Recently, Li Biao, the Algorithm Center of Tencent PCG News Product Technology Department, was invited to Tencent Media Research Institute for internal sharing, and sorted out the algorithm application product scenarios in detail. The following is a partial record. The topic I share with you today is algorithm-enabled content processing and distribution, focusing on content processing. Before we start, let’s introduce the application scenarios of the algorithm in Tencent News. The first is the understanding and distribution of various content forms (such as text, video, audio, topics, Q&A, etc.) in Tencent News APP, which involves recommendation systems and AI algorithms to enable content operations. The second is to push Tencent.
News to WeChat, each time a big phone number list picture and three news information, a total of four, click on some bottom pages to jump to the Tencent News APP. The third, Dolphin Smart Sound, a "listening to the news" artifact, mainly used in smart speakers, car audio and smart home appliances, can currently provide 70% of the voice information on the market; it involves voice summaries, voice recording and personalized voice recommendations algorithm. The fourth, Dreamwriter, involves many things such as manuscript writing, content creation, draft screening, and matching pictures, which is also the focus of this article. First, the framework of the algorithm The overall framework of the algorithm consists of the underlying algorithm and the upper-level application. The underlying algorithms include NLP lexical, syntax, text understanding, etc., visual image quality, image-text matching.

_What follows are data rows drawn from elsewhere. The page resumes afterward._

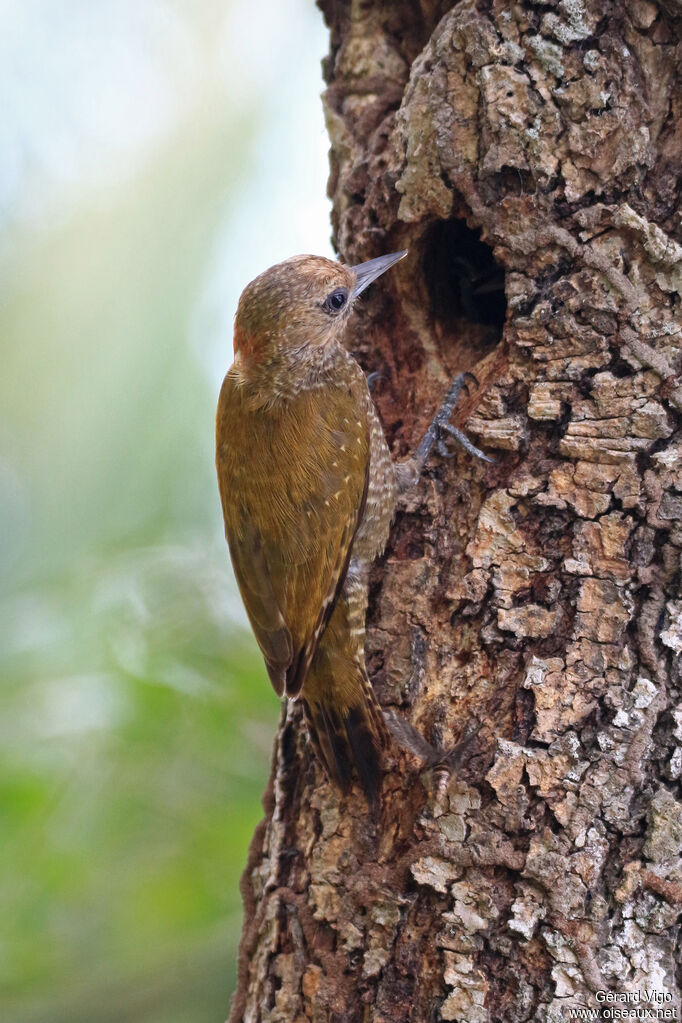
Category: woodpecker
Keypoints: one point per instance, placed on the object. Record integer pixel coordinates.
(309, 488)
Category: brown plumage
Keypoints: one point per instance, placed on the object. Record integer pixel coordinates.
(308, 489)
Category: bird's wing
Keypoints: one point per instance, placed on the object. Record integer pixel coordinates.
(293, 484)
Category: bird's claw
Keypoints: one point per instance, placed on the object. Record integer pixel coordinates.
(445, 452)
(445, 429)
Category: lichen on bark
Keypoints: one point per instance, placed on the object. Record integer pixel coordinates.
(539, 596)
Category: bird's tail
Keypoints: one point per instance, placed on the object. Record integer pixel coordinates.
(345, 720)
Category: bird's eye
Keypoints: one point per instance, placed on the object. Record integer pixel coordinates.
(335, 302)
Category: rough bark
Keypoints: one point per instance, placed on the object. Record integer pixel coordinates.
(538, 596)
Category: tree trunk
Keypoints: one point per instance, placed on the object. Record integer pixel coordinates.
(535, 146)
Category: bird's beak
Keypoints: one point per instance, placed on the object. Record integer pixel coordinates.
(367, 272)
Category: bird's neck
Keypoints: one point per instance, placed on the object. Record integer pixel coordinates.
(284, 374)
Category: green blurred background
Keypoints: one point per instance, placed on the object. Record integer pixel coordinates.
(155, 154)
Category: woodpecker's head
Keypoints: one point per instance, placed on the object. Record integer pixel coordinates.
(299, 307)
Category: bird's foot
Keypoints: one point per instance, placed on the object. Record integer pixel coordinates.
(442, 431)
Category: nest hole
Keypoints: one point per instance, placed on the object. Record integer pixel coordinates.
(465, 286)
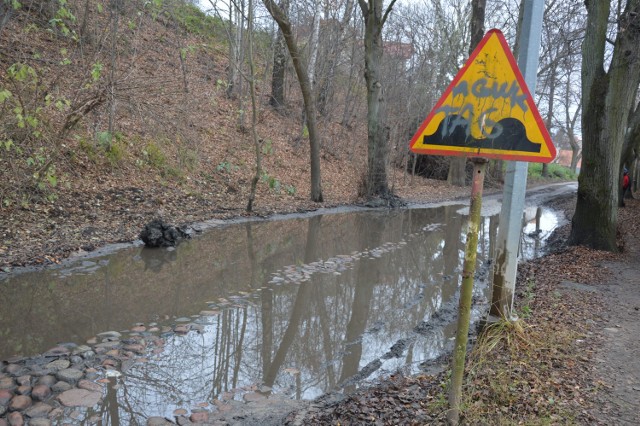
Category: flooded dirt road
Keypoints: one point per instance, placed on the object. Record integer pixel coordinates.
(294, 306)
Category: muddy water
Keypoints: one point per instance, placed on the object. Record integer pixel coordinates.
(295, 307)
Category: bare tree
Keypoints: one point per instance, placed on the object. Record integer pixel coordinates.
(377, 131)
(608, 97)
(457, 165)
(276, 99)
(307, 94)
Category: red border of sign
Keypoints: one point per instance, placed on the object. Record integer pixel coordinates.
(529, 100)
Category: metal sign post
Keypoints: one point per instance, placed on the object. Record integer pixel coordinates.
(506, 262)
(488, 112)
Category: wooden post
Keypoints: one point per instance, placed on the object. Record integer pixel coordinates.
(466, 291)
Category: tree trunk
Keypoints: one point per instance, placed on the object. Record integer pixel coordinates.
(307, 95)
(276, 99)
(377, 131)
(457, 165)
(607, 100)
(549, 120)
(254, 112)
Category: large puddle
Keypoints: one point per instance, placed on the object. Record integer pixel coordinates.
(296, 307)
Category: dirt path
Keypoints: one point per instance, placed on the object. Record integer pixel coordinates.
(618, 359)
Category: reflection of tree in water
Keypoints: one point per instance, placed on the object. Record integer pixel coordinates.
(155, 258)
(306, 338)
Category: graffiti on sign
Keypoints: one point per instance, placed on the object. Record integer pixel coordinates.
(487, 111)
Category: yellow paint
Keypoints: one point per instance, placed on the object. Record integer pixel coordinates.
(486, 92)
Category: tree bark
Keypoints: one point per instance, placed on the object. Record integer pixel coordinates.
(276, 99)
(457, 165)
(307, 95)
(607, 101)
(377, 131)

There are two types of applications grafted on top of the underlying algorithm, namely recommendation system and search. The recommendation system can be divided into five steps. 1. Content Processing It is also called a content management system, which embeds algorithms related to text classification, tagging, abstract extraction, semantic analysis, content de-duplication, content analysis, error correction, image matching, draft screening, etc. and content processing. 2. Index The content after the primary selection, that is, information such as pictures, texts, videos and other information that is ready to be distributed to users for consumption, is added to the index. 3. Portrait It can be divided into two parts: basic portrait and extended portrait. Basic portraits provide users with personalized recommendations based on user classification, points of interest such as tags, user basic attributes.